TDS Co-Editor Ruy Teixeira’s op-ed in The New York Times provides one of the better antidotes for all of the hyper-ventillating about Republicans winning the governorships of VA and NJ. From Teixeira’s chill-pill:
Start with the predictive value of the Virginia and New Jersey victories: there is none. Sometimes the party that wins both those governorships gains seats in the next Congressional election; sometimes that party loses seats. Far more consequential is the historical pattern that the new president’s party tends to lose seats in the first midterm election. Once that is taken into account, as the political scientist Alan Abramowitz of Emory University has shown, victories in Virginia and New Jersey gubernatorial races tell you nothing about who will gain seats in 2010 or how large that gain will be.

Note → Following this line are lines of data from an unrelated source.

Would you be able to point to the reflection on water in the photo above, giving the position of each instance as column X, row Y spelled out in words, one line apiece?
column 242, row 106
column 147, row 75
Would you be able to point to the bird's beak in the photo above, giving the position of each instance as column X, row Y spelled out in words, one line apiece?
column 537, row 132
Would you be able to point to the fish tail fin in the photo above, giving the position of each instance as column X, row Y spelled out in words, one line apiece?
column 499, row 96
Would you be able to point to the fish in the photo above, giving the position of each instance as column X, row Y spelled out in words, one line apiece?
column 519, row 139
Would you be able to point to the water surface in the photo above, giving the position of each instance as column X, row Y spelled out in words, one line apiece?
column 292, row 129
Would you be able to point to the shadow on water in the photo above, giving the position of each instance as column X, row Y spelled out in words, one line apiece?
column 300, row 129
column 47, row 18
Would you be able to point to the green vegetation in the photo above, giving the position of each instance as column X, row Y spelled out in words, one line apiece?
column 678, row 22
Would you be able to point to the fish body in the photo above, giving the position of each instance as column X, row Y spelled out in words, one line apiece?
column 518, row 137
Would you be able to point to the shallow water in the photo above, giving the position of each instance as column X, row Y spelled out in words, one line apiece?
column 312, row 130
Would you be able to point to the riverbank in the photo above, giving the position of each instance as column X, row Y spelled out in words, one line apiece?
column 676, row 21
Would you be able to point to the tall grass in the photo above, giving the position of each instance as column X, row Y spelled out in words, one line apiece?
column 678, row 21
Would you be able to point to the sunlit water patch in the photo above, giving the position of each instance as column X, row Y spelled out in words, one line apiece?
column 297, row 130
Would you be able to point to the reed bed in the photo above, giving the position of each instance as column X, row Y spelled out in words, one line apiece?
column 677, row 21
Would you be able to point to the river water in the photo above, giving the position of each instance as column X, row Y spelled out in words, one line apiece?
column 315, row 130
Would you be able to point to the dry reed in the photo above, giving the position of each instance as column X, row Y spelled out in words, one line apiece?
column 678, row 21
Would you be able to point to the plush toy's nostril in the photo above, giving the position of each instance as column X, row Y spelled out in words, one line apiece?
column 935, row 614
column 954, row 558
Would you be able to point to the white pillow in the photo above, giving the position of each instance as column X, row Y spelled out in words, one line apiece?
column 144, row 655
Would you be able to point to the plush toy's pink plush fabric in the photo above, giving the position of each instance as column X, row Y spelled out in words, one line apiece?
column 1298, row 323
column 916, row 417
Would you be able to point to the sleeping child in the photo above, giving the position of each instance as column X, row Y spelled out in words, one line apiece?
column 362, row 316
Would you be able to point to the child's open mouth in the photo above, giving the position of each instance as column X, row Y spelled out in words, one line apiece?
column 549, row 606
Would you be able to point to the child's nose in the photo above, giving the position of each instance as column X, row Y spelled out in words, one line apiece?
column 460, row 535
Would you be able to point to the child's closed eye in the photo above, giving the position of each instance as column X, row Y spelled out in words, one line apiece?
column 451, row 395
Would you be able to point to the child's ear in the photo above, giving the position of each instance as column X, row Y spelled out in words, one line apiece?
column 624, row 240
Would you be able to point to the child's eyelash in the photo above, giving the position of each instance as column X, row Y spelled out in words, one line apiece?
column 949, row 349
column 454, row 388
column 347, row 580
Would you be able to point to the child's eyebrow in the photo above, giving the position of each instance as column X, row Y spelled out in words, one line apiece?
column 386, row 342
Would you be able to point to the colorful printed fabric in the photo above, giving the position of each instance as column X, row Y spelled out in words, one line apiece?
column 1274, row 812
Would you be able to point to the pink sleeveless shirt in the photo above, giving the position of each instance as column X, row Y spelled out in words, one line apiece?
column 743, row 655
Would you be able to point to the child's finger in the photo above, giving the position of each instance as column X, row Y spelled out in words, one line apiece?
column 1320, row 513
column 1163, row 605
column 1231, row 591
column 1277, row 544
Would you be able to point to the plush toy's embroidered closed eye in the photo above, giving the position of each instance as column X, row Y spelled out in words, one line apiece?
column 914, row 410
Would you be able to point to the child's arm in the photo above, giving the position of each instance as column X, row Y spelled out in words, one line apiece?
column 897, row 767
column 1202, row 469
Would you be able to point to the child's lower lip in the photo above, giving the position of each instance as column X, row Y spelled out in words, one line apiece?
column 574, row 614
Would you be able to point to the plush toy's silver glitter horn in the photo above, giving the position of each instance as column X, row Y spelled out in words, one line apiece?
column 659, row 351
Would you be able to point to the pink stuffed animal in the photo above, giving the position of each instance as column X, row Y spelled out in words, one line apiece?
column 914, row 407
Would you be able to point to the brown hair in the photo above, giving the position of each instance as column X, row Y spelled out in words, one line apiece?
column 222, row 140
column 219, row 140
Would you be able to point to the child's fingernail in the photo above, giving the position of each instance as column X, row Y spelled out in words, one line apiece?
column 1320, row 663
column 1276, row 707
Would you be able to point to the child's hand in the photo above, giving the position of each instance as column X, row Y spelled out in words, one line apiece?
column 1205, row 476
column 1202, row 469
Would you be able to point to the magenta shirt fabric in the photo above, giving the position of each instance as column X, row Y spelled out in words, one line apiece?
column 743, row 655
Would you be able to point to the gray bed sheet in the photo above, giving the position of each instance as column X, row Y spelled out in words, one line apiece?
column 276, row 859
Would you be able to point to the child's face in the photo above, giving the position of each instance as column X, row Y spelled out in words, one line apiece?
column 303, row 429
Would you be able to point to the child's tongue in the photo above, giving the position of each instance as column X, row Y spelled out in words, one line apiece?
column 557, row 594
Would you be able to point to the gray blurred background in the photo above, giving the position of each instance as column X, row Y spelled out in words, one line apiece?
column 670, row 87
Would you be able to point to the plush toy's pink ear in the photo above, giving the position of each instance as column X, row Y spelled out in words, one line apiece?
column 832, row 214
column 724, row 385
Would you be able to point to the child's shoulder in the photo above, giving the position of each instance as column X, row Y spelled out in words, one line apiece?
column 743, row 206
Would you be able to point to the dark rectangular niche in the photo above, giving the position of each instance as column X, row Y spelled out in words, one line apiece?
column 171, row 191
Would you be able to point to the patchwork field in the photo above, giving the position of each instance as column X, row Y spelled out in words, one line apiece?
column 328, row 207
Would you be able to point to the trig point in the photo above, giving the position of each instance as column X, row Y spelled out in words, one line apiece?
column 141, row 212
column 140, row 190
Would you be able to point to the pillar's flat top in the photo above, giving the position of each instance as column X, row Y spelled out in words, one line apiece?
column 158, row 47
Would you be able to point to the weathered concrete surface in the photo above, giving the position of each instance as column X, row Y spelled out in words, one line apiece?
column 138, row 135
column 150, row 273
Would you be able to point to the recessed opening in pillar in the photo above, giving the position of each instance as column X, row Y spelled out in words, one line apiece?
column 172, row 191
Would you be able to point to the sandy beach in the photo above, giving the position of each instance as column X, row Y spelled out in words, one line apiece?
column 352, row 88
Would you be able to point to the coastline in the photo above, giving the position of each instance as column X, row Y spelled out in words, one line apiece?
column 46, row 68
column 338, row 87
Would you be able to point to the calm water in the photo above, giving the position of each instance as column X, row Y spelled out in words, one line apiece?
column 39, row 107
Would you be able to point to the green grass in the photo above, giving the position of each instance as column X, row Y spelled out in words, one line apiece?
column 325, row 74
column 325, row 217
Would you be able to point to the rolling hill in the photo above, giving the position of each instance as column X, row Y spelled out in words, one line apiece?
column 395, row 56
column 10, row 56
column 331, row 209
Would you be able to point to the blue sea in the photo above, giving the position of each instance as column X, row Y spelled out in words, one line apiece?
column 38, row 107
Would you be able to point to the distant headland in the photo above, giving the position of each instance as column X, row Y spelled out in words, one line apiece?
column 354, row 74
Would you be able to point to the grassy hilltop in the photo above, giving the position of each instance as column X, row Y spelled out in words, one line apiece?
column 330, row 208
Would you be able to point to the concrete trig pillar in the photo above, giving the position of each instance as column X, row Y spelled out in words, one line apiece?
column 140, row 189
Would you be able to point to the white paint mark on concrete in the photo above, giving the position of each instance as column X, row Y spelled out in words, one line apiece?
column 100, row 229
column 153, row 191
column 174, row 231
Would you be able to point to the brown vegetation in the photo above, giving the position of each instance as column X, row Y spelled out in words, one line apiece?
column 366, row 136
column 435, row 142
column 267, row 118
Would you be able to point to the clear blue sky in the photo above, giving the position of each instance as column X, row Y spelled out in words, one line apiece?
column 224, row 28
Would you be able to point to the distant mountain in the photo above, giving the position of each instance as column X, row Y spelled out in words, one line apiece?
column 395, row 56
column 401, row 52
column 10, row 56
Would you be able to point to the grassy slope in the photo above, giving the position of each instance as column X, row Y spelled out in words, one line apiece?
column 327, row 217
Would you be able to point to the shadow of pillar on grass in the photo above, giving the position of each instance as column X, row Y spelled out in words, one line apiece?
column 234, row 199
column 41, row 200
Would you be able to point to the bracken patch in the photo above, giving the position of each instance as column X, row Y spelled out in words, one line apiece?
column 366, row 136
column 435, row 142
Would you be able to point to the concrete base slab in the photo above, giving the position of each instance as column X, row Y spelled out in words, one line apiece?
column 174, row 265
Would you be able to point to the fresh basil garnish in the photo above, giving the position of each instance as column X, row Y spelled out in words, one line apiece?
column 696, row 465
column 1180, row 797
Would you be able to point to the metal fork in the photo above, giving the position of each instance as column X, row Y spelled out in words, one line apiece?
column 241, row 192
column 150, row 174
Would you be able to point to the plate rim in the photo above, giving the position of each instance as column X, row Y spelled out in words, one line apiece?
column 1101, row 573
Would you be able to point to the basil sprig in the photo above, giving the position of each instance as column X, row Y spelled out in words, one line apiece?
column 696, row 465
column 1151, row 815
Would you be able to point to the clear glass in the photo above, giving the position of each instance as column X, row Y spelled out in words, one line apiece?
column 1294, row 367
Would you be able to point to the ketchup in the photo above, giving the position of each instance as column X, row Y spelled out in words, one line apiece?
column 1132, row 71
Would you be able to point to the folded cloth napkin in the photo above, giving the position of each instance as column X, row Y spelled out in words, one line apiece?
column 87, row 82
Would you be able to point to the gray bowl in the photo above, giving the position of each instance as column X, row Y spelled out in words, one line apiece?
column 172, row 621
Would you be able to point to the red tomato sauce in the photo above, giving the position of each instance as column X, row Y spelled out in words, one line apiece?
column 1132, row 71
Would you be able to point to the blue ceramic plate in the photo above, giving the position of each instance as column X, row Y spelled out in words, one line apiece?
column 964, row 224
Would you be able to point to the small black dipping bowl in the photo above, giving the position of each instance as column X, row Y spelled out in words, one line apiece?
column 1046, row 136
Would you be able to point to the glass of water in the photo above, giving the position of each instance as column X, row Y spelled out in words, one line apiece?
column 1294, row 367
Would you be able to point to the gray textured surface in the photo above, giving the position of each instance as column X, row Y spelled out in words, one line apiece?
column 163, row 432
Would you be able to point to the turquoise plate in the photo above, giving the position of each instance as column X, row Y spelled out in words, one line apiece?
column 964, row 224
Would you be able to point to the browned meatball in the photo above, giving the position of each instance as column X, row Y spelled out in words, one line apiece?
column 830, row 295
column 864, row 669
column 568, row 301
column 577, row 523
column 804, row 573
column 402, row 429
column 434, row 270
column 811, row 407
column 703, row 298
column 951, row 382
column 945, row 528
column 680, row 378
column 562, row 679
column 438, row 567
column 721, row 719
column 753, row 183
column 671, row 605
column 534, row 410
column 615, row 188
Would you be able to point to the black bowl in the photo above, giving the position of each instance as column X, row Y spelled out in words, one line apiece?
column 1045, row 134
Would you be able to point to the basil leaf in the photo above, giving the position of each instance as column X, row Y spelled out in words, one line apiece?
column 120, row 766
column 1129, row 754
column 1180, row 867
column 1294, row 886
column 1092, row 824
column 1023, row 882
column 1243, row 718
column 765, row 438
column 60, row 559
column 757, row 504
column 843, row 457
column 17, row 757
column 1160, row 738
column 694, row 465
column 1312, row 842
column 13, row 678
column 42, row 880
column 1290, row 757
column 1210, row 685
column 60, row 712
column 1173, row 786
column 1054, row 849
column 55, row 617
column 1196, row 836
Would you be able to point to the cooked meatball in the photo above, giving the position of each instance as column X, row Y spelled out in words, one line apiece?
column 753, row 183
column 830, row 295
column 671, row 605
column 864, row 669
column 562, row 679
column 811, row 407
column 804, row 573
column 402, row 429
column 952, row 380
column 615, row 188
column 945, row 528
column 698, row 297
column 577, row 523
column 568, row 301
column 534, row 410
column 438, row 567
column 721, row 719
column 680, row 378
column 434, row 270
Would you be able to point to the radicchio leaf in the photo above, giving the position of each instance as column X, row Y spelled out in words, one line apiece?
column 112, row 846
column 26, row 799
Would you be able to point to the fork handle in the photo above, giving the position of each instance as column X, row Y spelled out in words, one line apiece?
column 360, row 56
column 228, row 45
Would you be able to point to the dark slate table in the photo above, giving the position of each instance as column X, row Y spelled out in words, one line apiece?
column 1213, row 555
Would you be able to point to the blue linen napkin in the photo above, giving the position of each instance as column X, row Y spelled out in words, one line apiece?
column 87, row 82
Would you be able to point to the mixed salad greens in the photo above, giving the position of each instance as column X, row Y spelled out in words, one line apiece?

Teixeira shreds the GOP’s “Obama was repudiated” meme, noting,
In New Jersey…it’s significant that Mr. Obama’s approval rating among 2009 voters (57 percent) was identical to the percent of the vote he received there in 2008. In Virginia, while the president’s 2009 approval rating was 5 points less than his 2008 voting result, the 2009 electorate was also far more conservative than last year’s. Besides being far older and whiter than in 2008, the voters in Virginia on Tuesday said they had supported John McCain last November by 8 points, meaning they were not favorably inclined toward President Obama to begin with. In fact, given that only 43 percent of these voters said they supported Mr. Obama last November, his 48 percent approval rating among them does not indicate a shift away from him but rather toward him.
Teixeira also points out that the GOP defeat NY-23 — one of the most staunchly conservative districts in America –provides a grim omen for a party that is now dominated by conservatives, and especially for “those in the party seeking to emulate the electoral strategies of Bob McDonnell in Virginia and Chris Christie in New Jersey,” both of whom tried to “cover up the conservatism of their views” on key issues. “That was relatively easy to do in governors’ races in an off-year election,” says Teixeira. “It will be harder for candidates to do in national elections in 2010 and especially 2012.”